Although it’s only been around since 2001, the standardized TAKS test being given at schools across Texas this week could soon be a thing of the past for high school students. As Houston Public Radio’s Jack Williams reports, there is growing momentum among lawmakers in Austin to do away with the test and replace it with what are known as “end of course” exams.
It hasn’t been an easy go for the TAKS test since it was introduced a few years ago, with a wide array of critics, from teachers to parents to students, who say the test has taken over the curriculum in the classroom and has done more harm than good. Now lawmakers, like State Senator Kel Seliger of Amarillo, have joined the chorus and have introduced legislation that would transition from TAKS exams to standardized end of course testing. Seliger has filed Senate Bill 379 that would make the change for high school students first.
“No single end of course exam is going to be a make or break exam. The students will be tested on what they’re taking right now which means lets say you’re taking world history. That exam will be taught from the recommended curriculum. There will be a state standard test so that every student will take the same test, tested the same way on the same material. But it will be on the material that is being taught right now.”
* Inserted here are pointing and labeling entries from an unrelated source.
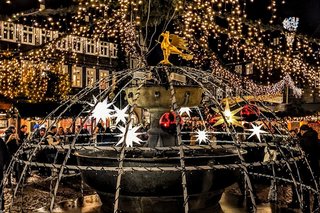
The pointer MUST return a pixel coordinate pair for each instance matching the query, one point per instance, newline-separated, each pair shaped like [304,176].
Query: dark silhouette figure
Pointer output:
[4,160]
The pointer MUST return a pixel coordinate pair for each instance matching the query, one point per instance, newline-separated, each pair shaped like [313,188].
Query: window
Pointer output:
[77,45]
[91,77]
[64,68]
[90,47]
[104,81]
[45,36]
[27,35]
[62,44]
[104,49]
[238,69]
[113,50]
[249,69]
[9,31]
[76,76]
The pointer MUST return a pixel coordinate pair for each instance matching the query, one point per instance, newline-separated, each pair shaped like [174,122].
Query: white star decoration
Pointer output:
[102,110]
[229,115]
[256,131]
[120,114]
[202,136]
[185,110]
[131,136]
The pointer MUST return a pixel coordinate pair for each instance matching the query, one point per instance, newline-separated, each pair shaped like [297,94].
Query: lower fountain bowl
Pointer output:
[160,191]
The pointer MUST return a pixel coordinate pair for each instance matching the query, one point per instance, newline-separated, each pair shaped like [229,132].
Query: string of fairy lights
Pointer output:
[236,38]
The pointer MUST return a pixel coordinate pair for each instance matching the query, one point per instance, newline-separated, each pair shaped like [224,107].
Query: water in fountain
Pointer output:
[165,171]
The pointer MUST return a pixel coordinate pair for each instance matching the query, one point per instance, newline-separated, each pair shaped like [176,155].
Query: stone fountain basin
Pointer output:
[159,97]
[140,190]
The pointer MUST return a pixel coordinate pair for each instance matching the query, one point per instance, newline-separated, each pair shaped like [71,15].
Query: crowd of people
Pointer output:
[13,139]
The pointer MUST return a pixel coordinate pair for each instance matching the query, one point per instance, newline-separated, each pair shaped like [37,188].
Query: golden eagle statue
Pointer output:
[171,45]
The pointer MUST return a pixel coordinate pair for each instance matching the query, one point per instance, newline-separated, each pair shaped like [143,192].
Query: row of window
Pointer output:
[91,75]
[36,36]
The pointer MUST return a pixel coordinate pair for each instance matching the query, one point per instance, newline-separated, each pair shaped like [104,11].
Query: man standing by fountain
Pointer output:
[309,144]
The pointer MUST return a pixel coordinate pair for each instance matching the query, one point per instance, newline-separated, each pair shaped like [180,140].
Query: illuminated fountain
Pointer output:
[166,173]
[154,178]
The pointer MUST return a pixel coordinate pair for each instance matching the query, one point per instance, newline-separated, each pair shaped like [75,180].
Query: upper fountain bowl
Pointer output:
[159,97]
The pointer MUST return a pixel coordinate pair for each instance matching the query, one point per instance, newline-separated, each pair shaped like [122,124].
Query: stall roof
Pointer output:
[43,109]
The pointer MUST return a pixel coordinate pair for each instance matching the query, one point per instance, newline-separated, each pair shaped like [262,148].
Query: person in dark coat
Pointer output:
[4,160]
[309,144]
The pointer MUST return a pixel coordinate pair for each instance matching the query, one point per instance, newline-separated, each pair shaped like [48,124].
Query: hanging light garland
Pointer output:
[237,38]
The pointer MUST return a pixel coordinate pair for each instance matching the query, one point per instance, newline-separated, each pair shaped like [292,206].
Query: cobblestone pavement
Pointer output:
[36,195]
Under the TAKS system, students are tested for cumulative knowledge, which often includes coursework covered in previous school years. Seliger says that doesn’t make sense.
“This year’s teacher say in algebra 2, is going to be held accountable for last year’s geometry, which he or she is not teaching. That’s not a good system of accountability. Teachers ought to be accountable for what they are teaching.”
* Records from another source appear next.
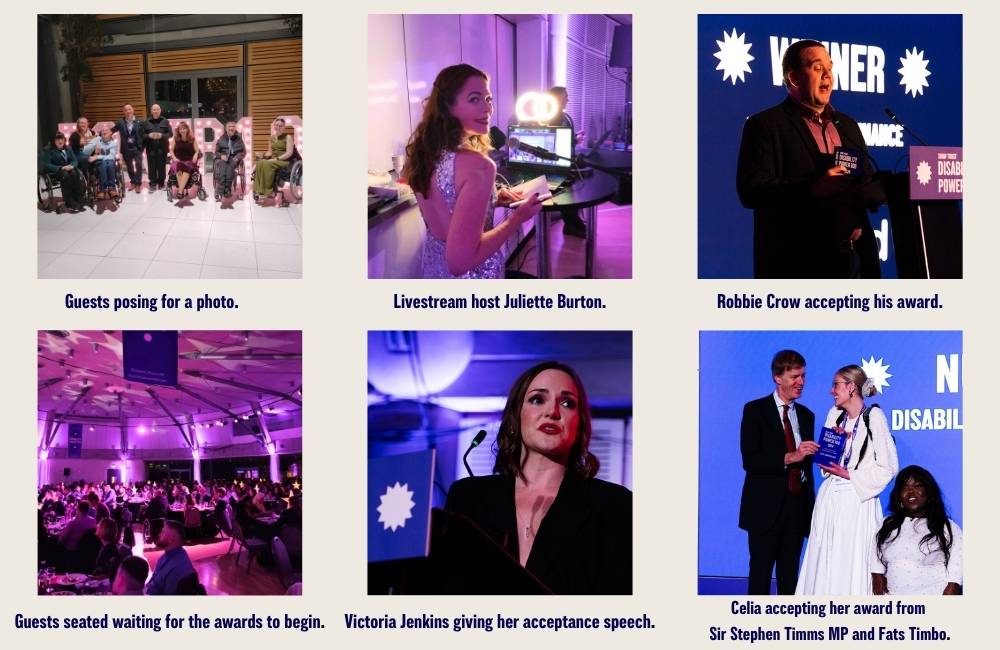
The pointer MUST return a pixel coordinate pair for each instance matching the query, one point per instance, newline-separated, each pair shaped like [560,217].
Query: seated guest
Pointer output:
[75,529]
[292,516]
[103,153]
[279,150]
[131,577]
[173,565]
[184,155]
[192,517]
[111,553]
[157,507]
[59,161]
[98,510]
[78,139]
[229,151]
[918,550]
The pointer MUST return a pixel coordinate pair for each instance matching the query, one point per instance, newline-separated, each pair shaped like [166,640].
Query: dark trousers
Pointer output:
[778,548]
[133,164]
[106,169]
[225,171]
[156,164]
[73,187]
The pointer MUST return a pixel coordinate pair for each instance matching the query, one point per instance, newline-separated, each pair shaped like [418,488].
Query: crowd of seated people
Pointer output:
[173,159]
[87,527]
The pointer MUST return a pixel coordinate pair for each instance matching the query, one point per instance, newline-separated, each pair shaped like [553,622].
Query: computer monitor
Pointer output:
[557,139]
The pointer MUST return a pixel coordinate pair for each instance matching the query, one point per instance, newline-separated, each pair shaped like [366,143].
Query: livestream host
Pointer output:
[453,179]
[809,213]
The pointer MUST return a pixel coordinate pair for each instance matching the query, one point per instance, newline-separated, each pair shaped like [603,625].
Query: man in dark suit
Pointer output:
[776,441]
[133,138]
[809,213]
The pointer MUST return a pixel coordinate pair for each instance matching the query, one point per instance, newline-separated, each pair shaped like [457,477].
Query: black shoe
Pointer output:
[574,228]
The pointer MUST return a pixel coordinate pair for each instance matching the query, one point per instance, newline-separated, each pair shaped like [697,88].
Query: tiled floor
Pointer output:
[148,237]
[567,255]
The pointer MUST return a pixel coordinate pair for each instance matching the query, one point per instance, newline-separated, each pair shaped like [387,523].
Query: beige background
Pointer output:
[334,304]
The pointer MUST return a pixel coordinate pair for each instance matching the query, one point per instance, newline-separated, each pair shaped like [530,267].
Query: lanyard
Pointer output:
[850,443]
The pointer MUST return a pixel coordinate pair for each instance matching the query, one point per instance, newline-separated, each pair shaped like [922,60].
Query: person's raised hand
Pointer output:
[526,210]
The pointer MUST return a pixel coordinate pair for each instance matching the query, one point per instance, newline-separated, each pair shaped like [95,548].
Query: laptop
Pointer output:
[523,166]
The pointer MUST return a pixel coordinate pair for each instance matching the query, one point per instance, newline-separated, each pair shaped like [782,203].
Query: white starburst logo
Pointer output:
[914,72]
[396,506]
[924,172]
[877,372]
[734,56]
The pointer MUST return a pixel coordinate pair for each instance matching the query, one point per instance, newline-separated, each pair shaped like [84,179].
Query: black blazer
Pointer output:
[796,234]
[762,444]
[584,544]
[138,135]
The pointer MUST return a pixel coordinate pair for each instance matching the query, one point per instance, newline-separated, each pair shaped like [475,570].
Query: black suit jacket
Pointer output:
[796,234]
[584,544]
[762,443]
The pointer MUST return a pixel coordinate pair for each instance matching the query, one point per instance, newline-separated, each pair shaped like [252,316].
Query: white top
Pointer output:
[914,568]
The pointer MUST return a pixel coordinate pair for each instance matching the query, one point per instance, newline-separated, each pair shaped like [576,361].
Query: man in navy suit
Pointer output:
[133,139]
[809,214]
[776,441]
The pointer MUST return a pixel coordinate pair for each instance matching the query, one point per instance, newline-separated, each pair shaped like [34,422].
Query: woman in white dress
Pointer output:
[848,513]
[918,549]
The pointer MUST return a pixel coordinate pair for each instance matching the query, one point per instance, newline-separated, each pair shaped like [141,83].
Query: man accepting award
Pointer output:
[802,169]
[776,441]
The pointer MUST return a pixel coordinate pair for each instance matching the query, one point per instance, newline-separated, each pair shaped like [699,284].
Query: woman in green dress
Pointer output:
[279,150]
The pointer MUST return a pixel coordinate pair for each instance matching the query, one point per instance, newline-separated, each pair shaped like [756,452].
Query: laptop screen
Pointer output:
[557,139]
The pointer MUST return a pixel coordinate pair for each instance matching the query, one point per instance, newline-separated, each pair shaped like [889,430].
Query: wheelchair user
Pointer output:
[60,162]
[229,152]
[279,150]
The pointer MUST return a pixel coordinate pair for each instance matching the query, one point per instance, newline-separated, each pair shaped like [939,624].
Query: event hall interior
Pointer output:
[172,216]
[169,462]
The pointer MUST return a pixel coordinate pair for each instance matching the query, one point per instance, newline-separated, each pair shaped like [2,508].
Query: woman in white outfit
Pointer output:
[848,513]
[918,551]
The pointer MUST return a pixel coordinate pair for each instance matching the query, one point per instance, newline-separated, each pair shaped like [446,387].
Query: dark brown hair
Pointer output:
[792,60]
[786,360]
[438,130]
[508,445]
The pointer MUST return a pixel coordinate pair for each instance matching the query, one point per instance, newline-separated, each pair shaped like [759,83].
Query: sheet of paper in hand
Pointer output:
[851,159]
[537,184]
[831,447]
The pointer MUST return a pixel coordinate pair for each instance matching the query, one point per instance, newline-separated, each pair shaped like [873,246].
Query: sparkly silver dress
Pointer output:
[434,263]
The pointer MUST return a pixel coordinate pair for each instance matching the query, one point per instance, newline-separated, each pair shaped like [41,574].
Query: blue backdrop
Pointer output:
[867,52]
[923,375]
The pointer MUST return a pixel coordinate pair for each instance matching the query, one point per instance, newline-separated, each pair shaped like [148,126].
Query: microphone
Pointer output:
[538,152]
[497,138]
[475,443]
[892,116]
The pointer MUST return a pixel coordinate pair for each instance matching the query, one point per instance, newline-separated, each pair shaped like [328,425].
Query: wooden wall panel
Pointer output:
[274,81]
[274,84]
[115,65]
[118,80]
[283,51]
[199,58]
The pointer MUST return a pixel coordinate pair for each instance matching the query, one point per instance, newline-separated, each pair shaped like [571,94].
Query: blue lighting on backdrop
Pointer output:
[880,61]
[920,374]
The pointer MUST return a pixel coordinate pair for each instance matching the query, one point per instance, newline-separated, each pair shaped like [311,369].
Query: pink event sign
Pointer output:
[935,173]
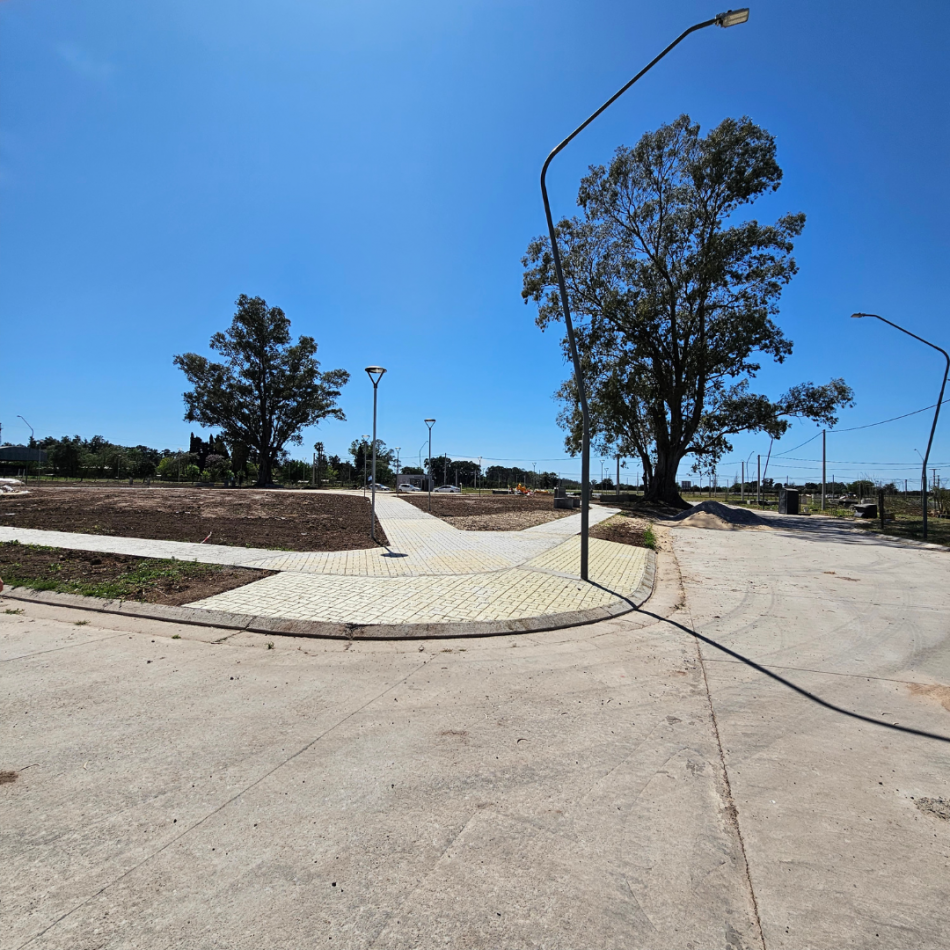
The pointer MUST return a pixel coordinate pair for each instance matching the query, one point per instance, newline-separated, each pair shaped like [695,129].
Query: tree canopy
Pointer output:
[674,300]
[266,390]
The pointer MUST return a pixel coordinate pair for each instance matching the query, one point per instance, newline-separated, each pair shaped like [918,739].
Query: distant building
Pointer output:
[21,453]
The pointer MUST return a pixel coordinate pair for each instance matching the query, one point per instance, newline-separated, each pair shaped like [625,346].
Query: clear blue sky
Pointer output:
[372,168]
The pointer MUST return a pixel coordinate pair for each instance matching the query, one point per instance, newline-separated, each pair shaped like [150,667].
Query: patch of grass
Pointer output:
[130,584]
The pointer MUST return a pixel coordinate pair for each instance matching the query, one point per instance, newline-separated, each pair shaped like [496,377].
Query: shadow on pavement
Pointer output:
[797,689]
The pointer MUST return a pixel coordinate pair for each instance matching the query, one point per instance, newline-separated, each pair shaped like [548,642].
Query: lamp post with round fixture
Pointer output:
[933,428]
[375,374]
[729,18]
[32,439]
[430,423]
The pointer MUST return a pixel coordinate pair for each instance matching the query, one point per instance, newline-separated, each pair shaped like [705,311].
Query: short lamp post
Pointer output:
[729,18]
[375,374]
[32,439]
[430,423]
[933,428]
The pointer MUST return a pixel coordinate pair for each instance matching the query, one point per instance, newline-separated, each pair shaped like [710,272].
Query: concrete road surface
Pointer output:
[615,785]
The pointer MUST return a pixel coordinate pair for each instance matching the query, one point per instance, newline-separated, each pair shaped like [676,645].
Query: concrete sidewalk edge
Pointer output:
[201,617]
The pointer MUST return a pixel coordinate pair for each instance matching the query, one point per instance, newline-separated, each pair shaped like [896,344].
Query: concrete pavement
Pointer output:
[613,785]
[840,852]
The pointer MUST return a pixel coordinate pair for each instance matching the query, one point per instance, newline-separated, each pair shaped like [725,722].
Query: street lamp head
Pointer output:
[733,17]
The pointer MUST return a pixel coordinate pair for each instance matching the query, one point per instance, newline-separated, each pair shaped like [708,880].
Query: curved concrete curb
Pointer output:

A similar companion bill in the works between State Senator Florence Shapiro of Angleton and Representative Rob Eissler of The Woodlands would also do away with the TAKS for the upper grades. Eissler is the chair of the Public Education Committee in the House.
“We need to define our goals and then go after them and I think the TAKS test is probably, it covers the gamut and it’s such high stakes, I think there’s a fear of it that gee, maybe we didn’t emphasize this section and this is what cost us, because not only does it cost the student and the accountability, it costs the school and the school district.”
Unlike many issues in Austin, there doesn’t seem to be much opposition for retiring the TAKS test and replacing it with end of course exams. The Houston School District has joined 31 other districts who agree a change is needed and are developing a position on how end of course testing should proceed. This is HISD’s director of government relations Rebecca Flores.
“I think the general idea of end of course testing, you will find wide agreement on that, but as we’re starting to talk about what exactly and how the end of course testing will be implemented, that’s when you’re going have some divergent views.”
Costs involved in the transition could preclude students in grades 3-8 from the move to end of course exams right away, but Flores and others say that could eventually happen.